Esses três personagens são muito bem construídos. A transição e amadurecimento, mesmo com o pulo do tempo na história, da infância mimada (contada através de pequenos trechos em “flashback”) até a dureza da vida adulta e o momento singular que vivem é fabulosa. Não existem estereótipos muito bem definidos e por vezes irreais. Todos os personagens transitam entre situações que colocam em “xeque” questões de ética quando sua vontade e o destino de um Império está em jogo. O que fala mais alto ao coração? O dever, o desejo ou a raiva e a escuridão em nosso interior? Nesse perigoso jogo político e emocional, ninguém sairá ileso nem terminará como começou.

“Uma coisa que vocês vermes devem perceber – ele começou, com um sorriso cruel que se espalhava no rosto – é que eu não acho que um homem esteja pronto para ser um Kettral até que ele tenha vomitado seu próprio sangue.
– E uma mulher? – Gwenna retrucou.
Fane sorriu.
– Bem, vocês, mulheres, têm maior tolerância a dor, por isso temos de ser ainda mais duros com vocês.”

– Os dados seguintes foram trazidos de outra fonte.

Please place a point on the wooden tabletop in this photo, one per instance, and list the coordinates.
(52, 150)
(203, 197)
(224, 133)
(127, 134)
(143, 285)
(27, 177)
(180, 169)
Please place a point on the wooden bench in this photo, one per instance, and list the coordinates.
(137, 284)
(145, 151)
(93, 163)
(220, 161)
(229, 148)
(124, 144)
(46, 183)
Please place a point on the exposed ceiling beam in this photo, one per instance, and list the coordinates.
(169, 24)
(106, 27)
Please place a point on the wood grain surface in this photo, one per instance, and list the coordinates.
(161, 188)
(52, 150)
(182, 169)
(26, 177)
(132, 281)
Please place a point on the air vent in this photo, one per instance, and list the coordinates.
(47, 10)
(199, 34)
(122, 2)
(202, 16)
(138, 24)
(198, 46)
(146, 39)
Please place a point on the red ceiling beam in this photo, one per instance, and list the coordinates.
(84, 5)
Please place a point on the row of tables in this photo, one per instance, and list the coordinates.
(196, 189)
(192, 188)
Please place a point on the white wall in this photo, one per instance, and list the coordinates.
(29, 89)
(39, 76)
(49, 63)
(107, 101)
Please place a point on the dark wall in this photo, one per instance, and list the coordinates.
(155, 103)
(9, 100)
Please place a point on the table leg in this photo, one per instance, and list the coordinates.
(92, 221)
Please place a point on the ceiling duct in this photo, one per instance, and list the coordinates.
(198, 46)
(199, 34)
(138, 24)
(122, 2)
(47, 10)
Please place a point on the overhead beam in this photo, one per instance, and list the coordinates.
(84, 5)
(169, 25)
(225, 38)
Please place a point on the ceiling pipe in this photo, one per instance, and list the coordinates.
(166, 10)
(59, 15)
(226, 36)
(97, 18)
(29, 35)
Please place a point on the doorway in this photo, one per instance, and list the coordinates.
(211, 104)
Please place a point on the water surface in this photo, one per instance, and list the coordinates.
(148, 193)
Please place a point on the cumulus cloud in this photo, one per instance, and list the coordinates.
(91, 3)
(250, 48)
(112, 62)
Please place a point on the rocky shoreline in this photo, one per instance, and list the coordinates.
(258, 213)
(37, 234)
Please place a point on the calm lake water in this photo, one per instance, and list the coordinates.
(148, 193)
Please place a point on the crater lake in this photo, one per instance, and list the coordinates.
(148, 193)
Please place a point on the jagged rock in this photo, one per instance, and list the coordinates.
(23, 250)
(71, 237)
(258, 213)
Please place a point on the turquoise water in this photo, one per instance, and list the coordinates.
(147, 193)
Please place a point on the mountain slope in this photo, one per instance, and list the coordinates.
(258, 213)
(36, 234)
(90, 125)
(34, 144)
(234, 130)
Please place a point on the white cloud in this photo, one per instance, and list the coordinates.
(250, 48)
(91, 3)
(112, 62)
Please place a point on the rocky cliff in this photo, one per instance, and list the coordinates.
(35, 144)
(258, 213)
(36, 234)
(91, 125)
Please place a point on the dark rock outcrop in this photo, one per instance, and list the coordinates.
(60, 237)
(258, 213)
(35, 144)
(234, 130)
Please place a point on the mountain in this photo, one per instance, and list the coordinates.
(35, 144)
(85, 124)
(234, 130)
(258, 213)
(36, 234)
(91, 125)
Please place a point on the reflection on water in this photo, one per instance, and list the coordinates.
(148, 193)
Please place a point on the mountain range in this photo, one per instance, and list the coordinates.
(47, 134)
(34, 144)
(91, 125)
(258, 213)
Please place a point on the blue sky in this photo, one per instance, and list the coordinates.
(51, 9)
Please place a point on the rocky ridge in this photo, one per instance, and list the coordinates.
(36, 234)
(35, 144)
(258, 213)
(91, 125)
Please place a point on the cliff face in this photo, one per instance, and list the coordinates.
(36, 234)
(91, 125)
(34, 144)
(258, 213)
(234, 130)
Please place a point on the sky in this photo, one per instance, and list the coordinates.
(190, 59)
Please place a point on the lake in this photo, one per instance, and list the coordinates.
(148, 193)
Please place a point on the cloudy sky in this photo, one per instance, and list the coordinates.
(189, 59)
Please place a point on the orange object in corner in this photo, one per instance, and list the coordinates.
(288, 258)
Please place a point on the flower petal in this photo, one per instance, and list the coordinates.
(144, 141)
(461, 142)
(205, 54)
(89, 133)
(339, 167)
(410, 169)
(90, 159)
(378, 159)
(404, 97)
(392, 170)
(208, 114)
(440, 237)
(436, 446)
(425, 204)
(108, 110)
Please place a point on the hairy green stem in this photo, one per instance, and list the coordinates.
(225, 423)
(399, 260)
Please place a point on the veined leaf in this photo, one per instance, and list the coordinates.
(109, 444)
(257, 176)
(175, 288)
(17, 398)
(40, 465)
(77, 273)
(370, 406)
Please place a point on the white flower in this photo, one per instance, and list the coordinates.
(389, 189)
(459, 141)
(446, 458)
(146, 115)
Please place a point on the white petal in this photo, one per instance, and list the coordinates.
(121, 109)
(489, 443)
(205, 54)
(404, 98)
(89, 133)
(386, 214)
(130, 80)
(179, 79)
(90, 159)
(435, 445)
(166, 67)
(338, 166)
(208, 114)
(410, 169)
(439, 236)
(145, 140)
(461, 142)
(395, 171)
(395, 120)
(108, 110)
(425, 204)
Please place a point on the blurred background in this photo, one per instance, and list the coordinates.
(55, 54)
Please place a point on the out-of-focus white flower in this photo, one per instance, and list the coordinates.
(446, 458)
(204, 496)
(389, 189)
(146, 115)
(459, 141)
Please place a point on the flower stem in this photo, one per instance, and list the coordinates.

Um livro realmente fascinante, mas com uma escrita simples e acessível. Cultura, geografia e história na medida perfeita. Sem descrições, por vezes, tediosas sobre o “cheiro da geleia real” ou o material da porta da taverna. O autor vai direto ao ponto em todos os capítulos. Extremamente envolvente, me vi torcendo por certos personagens como poucas vezes na vida fiz em um livro. Se você não conhecia o autor, ou não estava “levando muita fé”, pode acreditar, o livro é bom, bom demais!

“Quando for confrontado com a aniquilação inevitável retarde-a. Para um homem condenado, qualquer futuro é um amigo”
O livro foi nomeado para melhor romance de estreia de Fantasia de 2014 no “Reddit Fantasy”, foi também semifinalista no “Goodreads Choice Awards” e apareceu em numerosas listas de “best-of”, incluindo a “Lista de Leitura Recomendada em 2014” da Locus Magazine e “David Gemmell Legend Awards”: Best Newcomer 2015.